Sociodemographic characteristics included age (50–59, 60–69, 70–79, and ≥80 years), sex, education, and wealth. Education was divided into three categories: primary (some primary/not complete; primary or equivalent); secondary (intermediate/junior/group certificate or equivalent; leaving certificate or equivalent); and tertiary (diploma/certificate; primary degree; postgraduate/higher degree). As more than 50% of the income values were missing, a proxy measure (financial strain) was used to assess wealth. Participants were thus asked to respond to the statement that a ‘shortage of money stops me from doing the things I want to do’ using one of the answer options, ‘never’, ‘rarely’, ‘sometimes’, and ‘often’.

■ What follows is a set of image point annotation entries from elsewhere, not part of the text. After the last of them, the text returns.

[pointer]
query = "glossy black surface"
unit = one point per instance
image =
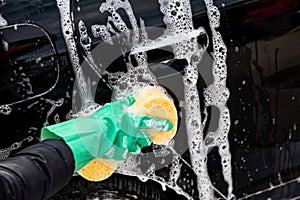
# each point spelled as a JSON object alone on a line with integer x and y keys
{"x": 263, "y": 41}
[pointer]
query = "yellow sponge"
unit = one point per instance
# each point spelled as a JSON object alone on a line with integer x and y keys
{"x": 148, "y": 101}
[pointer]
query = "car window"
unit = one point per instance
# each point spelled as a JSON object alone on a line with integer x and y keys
{"x": 29, "y": 67}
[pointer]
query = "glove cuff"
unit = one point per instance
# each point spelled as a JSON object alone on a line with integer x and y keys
{"x": 68, "y": 132}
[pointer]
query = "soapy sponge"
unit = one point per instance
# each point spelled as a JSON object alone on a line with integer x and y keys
{"x": 148, "y": 101}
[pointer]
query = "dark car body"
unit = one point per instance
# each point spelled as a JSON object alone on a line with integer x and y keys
{"x": 263, "y": 46}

Stata version 14.1 (Stata Corp LP, College Station, Texas) was used to perform the analysis. In the first stage, descriptive statistics are presented of the study sample. The difference in sample characteristics by the presence of UI was tested by using Chi-square and Student’s t-tests for categorical and continuous variables, respectively. Logistic regression analysis was then used to firstly assess the association between any UI (independent variable) and loneliness (dependent variable) based on the question ‘During the last 12 months, have you lost any amount of urine beyond your control?’. A hierarchical analysis was conducted by including different variables sequentially in different models to assess how these variables influenced the association between UI and loneliness. Six different models were thus constructed: Model 1: unadjusted; Model 2: adjusted for age, sex, education, financial strain, number of chronic conditions, and ADL disability; Model 3: adjusted for the variables in Model 2 and the SNI; Model 4: adjusted for the variables in Model 3 and depression; Model 5: adjusted for the variables in Model 3 and anxiety; Model 6: adjusted for the variables in Model 3, depression, and anxiety. The selection of the variables used for adjustment was based on past literature.

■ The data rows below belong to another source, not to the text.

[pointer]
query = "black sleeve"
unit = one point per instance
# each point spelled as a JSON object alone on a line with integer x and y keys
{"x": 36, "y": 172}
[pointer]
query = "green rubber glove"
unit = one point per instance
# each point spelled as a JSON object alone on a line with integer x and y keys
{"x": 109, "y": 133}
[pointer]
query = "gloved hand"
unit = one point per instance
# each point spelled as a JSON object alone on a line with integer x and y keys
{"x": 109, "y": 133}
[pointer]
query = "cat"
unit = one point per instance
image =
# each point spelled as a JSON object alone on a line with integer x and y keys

To assess the association between UI severity and loneliness, we repeated the analytic method described above but replaced the any UI variable with a three-category UI variable which incorporates the frequency of urinary inconsistence [UI (-); UI (+) once a month or less; UI (+) more than once a month], or activity limitations due to UI [UI (-); UI (+) but no activity limitations; UI (+) with activity limitations]. This analysis used ‘no UI’ as the reference category. Finally, we also performed this analysis while restricting it to those with UI to assess whether the frequency of UI or activity limitations due to UI confers an increased risk for loneliness among those with UI. All variables included in the models were categorical variables apart from depression and anxiety which were continuous variables. The dataset also included sampling weights that were created based on the age, sex and educational attainment values in the Quarterly National Household Survey 2010. In order to obtain nationally representative estimates, the sample weighting and the complex study design, including within household clustering, was taken into account in all analyses. Results are expressed as odds ratios (OR) and 95% confidence intervals (95% CIs). A p-value <0.05 was considered to be statistically significant.